Too little, too late.
“I asked you not to do it. I fucking begged you,” I told her raggedly, my voice a literal manifestation of my bloody heart on my sleeve.
“I know,” she conceded. I willed her to stop there, but she couldn’t stand to let me have the last word. She couldn’t stand to admit to being wrong, and that was the crux of the issue.
“But I make my own decisions. I don’t answer to you.”
“I’ve never asked you to. There’s a difference between asking you to change the way you are and asking you to see me.”
Her eyes were stubborn, and I felt like I’d never be able to look at them the same after this moment. They weren’t just passionate; they were downright violent, and it was all directed at me.
“All I see right now is an asshole!”
The cords of my throat strained with the force of my roar. “Are you kidding me? I fucking loved you!”

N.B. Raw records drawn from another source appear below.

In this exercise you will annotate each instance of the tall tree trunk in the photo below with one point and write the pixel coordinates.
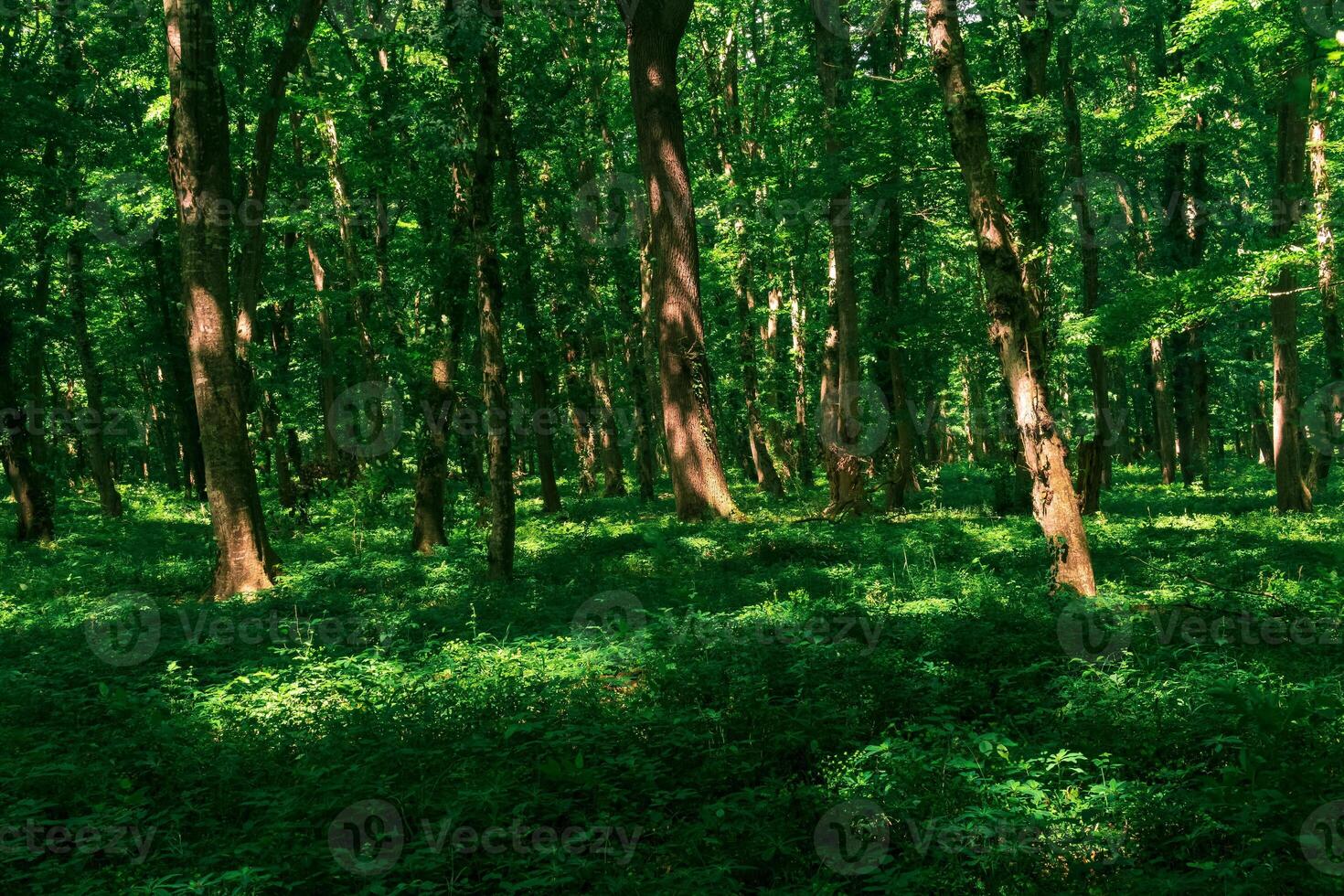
(1027, 176)
(1332, 409)
(172, 332)
(197, 160)
(489, 293)
(1164, 415)
(27, 483)
(763, 466)
(1015, 326)
(835, 69)
(654, 32)
(1289, 182)
(297, 34)
(1094, 455)
(797, 329)
(93, 435)
(609, 443)
(538, 377)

“Am I kidding?” she screamed, her limbs shaking with the effort it took to keep herself from hitting me. I could see it in her eyes. I swallowed against the burn in my throat and held my ground. “Not once have you said those words to me. Not once, and you choose now. As some part of a demonizing power trip where it’s your way or nothing? And it’s in past tense? Fuck you, Thatcher. Fuck you hard.”
“You knew how I felt,” I pushed, and she reciprocated physically, giving me a shove to the chest. I charged back and got right in her face. Her chest rose and fell rapidly with the fight to keep taking in air. “I fucking asked you to spend your life with me!”
“As a fucking joke!” she screamed. “A way to win at this stupid game we’ve been playing, a way to one-up your biggest challenge.”
“That’s wasn’t it, and you know it. It wasn’t a joke, not any fucking bit of it. You had to have felt it.”
“I didn’t feel a goddamn thing,” she denied, and I felt my heart freeze over.
“Well, congratulations, Cassie. Looks like you finally fucking win because I’m out.”
I watched Georgia run after Thatch as he stalked away from me and toward our campsite. And I wanted to reach out and grab those awful words that had come out of my mouth and shove them back down my throat.
Why had I said that? Why had he said that?
What in the hell just happened?
I was equal parts baffled and angry. Pissed at me. Pissed at him. And ultimately confused by his reaction. I felt like he was overreacting about this. He was making this into something I never meant for it to be.
Yeah, but your bullshit words didn’t help anything.
I couldn’t deny I had been an asshole. A total fucking asshole.
Not one goddamn bit of this, of us, is a joke.
My hands trembled and my knees shook as I ran barefoot after him. The skin of my feet protested in discomfort as gravel and twigs dug into the sensitive skin.
But I would gladly take the pain if it meant getting to him.
I needed to get to him. I needed him to know that I was a liar.
I was in love with him. I did need him.
I knew this, what had grown between us, wasn’t a joke. I knew what we had was real. It might have started out on a prank, but it had grown into everything I had ever wanted, even if I never really let myself imagine those things.